Sensor network systems have seen increasing research attention recently, with a wide range of scientific and commercial applications. Sensor processors need "agile" performance that responds quickly to high-throughput bursts, with also lower-energy execution when possible to minimize energy consumption. Sensor systems have limited power budgets, with traditionally most energy going to radio communications. But as radios improve and computational demands increase, more of the energy budget is shifting back to the processor.
This research examines processor architectures for agile, energy-efficient, stream-based processing in sensor networks and other embedded systems. A particular focus is on using parallelism (through tiled processing units) for energy management. Another key aspect is investigating the interconnect between on-chip processing units, and exploring design techniques that let different processing elements run at different clock rates. Connecting processing elements by a system of hardware queues, for example, allows the chip to exploit a thread-based, producer-consumer model to adapt processor settings to running threads; this enables efficient energy and speed control via dynamic voltage/frequency scaling. By exposing queue/memory status to near neighbors, processors can use control theoretic approaches to coordinate performance/energy needs across local and broader regions.
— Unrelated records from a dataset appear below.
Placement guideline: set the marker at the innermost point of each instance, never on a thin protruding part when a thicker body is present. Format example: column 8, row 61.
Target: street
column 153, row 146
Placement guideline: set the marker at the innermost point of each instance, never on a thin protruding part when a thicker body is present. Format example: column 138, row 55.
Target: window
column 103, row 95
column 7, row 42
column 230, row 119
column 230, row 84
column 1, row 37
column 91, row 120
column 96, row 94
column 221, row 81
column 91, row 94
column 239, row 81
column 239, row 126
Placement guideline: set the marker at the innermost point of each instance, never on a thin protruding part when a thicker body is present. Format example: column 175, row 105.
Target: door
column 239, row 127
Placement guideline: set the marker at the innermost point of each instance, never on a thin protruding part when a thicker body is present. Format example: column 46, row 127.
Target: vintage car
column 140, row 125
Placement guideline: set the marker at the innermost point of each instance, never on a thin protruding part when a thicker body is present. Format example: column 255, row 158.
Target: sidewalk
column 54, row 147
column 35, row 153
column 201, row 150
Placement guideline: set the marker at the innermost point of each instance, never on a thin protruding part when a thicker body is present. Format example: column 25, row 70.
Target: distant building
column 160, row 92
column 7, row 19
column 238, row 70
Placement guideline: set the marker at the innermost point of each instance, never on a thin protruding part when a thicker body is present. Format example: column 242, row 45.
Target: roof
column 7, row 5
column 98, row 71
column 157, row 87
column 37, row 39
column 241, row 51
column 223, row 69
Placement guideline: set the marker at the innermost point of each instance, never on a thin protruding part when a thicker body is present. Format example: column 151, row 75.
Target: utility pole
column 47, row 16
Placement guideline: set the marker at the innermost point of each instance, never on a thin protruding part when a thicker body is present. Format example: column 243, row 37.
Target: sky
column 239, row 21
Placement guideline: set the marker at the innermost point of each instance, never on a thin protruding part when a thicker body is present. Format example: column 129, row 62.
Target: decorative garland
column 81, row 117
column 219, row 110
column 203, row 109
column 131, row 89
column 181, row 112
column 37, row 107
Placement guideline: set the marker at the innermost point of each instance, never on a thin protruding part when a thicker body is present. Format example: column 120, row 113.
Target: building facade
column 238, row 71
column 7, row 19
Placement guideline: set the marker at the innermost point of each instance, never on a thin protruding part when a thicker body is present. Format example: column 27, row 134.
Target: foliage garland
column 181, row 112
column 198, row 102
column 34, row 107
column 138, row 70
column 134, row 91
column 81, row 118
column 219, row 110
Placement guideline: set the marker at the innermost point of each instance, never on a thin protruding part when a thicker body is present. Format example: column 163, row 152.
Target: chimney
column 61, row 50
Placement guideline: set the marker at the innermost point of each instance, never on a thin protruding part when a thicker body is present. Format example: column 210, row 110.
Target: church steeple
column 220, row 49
Major research questions include: (i) How much on-chip parallelism best balances application performance and energy? (ii) What range of applications are applicable to this model? (iii) How to design performance and power-efficient speed-control models based on local and global control approaches? (iv) What are the roles of distributed and hierarchical control techniques? (v) Can control theoretic approaches be devised that offer good responsiveness and stability in the face of sensing errors and sensing/actuation delays?